Look at all those taillights! When it’s time to go, it’s time to go.
I was at Philadelphia’s city hall (quite the building!) for a tour when the building lost power, forcing an evacuation and cutting our tour short. Milling around in one of the entrances were a bunch of people who had similarly had their business at city hall abruptly interrupted.
New Jersey and Pennsylvania are divided by the Delaware River, site of some serious naval shipyards.
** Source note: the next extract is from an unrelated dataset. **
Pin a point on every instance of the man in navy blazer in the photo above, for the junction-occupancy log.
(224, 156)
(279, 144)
In black and white, the whole region takes on a seriously twentieth-century look.
Rodin’s “The Gates of Hell,” Rodin Museum, Philadelphia.
Photo of “Iroquois” by Mark di Suvero.
Moving your belongings in and out of a house is hard enough on a normal street, I can hardly imagine what it’s like to navigate the narrow Elfreth’s alley, America’s oldest residential street.
It must have been nice to be Washington, being able to hang out in a nice new house while your soldiers had to hang out in slapped together cabins during the harsh winter in Valley Forge.
The mosaics on Philadelphia’s South Street are definitely something to see, and a nice contrast to the red brick buildings.
Keeping with the theme of great things being surprisingly small, Independence Hall.
Apart from being a lot smaller than I expected, being able to get so close to the Liberty Bell in person is amazing.